Reposted from northernpublicradio.org
Last Friday, I did something terrifying.
Not only did I leave the house for the first time in 15 months, but I got up in front of a live audience at the Field Museum and tried something I have never done – stand-up comedy. It was all part of an NIU sponsored event with Science Riot, a non-profit that trains researcher in the art of comedy for the sake of accessible and more effective science communication. And I learned three things:
First, the most difficult part is not being funny; it is concision and brevity. Researchers like myself learn to write long, complicated explanations containing words like ‘concision’ and ‘brevity.’ There’s no room for that in a short stand-up piece that has got to make its point from the first sentence.
Second, I talk to rooms full of students every day.
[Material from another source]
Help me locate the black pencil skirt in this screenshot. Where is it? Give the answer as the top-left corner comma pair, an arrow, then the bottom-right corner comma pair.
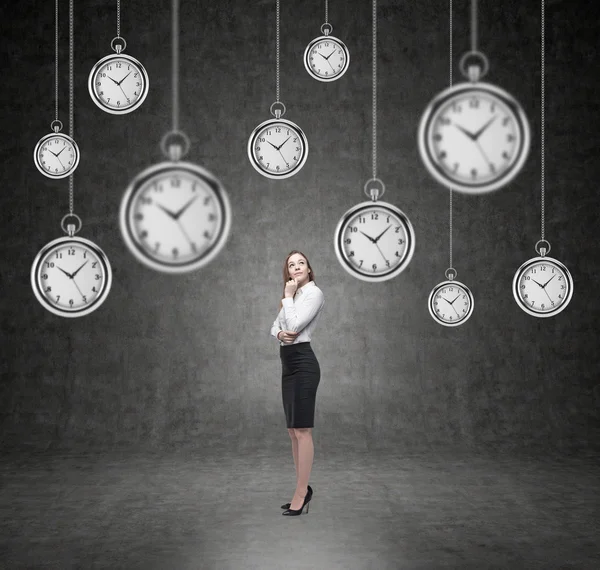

But comedians live dangerously. They get up on stage without any of the emotional support objects — notes, computers, PowerPoint slides or textbooks. Standing there — feeling naked and vulnerable — was definitely outside my comfort zone.
Finally, science needs comedy. With the rise in conspiracy theories and science denialism, it is clear that accessible, understandable, and even entertaining science communication is needed more than ever.
I do not know whether I will be repeating this any time soon. But I can tell you the experience has provided me with new ways to make my work accessible outside the 5 or 6 colleagues I typically get to talk to. And that’s no joke.
I’m David Gunkel and that’s my perspective.